New Century's collapse is not a surprise. It's the system's logic working.
When risk is removed from those who create it, it doesn't disappear. It accumulates where nobody wants to look.
March 15, 2007
New Century's collapse is not a surprise. It's the system's logic working.
When risk is removed from those who create it, it doesn't disappear. It accumulates where nobody wants to look.
New Century Financial filed for bankruptcy this week. It's the largest originator of subprime mortgages in the United States. The market is reacting as if this is an isolated event — a player with bad practices that found the natural outcome of its bad decisions. It isn't. It's the first visible point of a structure that distributes risk in ways that make invisible who carries it.
The subprime mortgage origination and distribution model works like this: a bank or finance company originates a high-risk loan, packages it with others in securitized instruments and sells it to institutional investors.

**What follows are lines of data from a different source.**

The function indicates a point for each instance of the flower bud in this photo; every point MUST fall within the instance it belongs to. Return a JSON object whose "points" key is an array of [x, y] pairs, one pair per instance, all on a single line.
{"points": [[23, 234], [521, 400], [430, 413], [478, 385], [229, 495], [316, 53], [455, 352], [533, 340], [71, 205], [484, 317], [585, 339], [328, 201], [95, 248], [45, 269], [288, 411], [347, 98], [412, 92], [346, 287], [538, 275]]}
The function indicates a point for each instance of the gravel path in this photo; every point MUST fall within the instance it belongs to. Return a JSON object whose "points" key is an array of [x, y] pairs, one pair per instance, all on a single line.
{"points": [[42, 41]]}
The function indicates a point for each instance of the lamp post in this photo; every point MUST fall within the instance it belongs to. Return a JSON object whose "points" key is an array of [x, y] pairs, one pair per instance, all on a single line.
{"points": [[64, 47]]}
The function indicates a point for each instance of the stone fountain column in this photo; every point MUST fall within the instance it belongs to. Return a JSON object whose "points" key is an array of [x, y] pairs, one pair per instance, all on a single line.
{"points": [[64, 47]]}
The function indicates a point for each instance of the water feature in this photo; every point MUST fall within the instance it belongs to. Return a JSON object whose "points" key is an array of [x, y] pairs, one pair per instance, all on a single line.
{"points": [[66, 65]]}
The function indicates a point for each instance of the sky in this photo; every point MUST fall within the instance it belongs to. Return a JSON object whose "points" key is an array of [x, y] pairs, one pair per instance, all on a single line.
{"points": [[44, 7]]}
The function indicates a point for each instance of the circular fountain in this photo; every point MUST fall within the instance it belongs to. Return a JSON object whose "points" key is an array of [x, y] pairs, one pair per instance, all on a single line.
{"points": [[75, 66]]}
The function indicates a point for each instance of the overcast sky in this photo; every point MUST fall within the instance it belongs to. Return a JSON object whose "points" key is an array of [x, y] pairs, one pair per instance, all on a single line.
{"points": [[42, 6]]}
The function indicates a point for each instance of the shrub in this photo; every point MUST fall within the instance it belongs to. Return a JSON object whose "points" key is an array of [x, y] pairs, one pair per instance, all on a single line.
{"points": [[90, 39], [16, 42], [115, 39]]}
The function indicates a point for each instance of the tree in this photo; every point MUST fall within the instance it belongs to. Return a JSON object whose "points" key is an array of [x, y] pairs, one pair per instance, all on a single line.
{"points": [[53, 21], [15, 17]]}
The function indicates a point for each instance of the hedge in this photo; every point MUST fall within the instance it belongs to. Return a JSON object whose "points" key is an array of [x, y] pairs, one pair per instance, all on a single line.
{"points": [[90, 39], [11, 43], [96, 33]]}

Whoever originated doesn't keep the risk. Whoever bought the instrument has exposure to the loan pool, but no visibility into the individual quality of each one. The result is that the incentive for the originator isn't to qualify borrowers well — it's to originate maximum volume before selling. When incentive and risk are in different places, the system produces exactly what's happening now.
What happens next depends on how much of this risk is distributed in instruments the market still believes are safe. Subprime mortgage CDOs are in the portfolios of pension funds, European banks and sovereign funds that probably don't know the risk they bought is greater than the ratings indicate. The problem with opaquely distributed risk is that when it starts to manifest, nobody knows where it is. And the contagion mechanism isn't the credit directly — it's the uncertainty about who has what.